It is quite rare to see woman taking up leadership roles in a society like ours. This becomes more evident especially in minority groups where female representation is lesser than usual, particularly in politics. It is hard to find women representing minorities in the provincial and national assemblies, as well as in the senate.
The chief purpose of addressing this issue is to discuss the problems of social and political discrimination being faced by minorities in Pakistan. There are no reserved seats for students of such marginal communities in most of the premier and historical educational institutes. Same is the case with professional colleges and universities, where hardly a single seat is allocated to them. This is the general situation we are talking about, one can only guess what the situation of their women will be.
Minorities are the part and parcel of our nation. It’s about time we highlight how under-represented non-Muslims in general and their women in particular are. While there are reserved seats for women in our assemblies, women from minorities do not enjoy such privilege.
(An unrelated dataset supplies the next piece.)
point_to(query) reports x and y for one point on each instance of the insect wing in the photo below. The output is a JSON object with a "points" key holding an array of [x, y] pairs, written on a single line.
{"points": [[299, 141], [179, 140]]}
There are some seats for minorities, but hardly ever any woman is selected on such seats.
It is important to consider non-Muslim women for reserved seats as safeguarding the rights of minorities and empowering their women is the need of the hour. Federal and provincial governments must take necessary steps in order to provide all possible support to these aggrieved and depressed communities, and especially their women.
Government should focus on making this situation better for minority groups particularly in health and educational sector. But in order to do that, there has to be their representatives in assemblies, especially women representatives, so that they can efficiently raise their voice and take measures to uplift their communities.
However, in a country where people are deprived of their basic rights and where the government has failed to provide them with basic facilities, talking about rights for minorities and their due share in the parliament seems like a distant dream.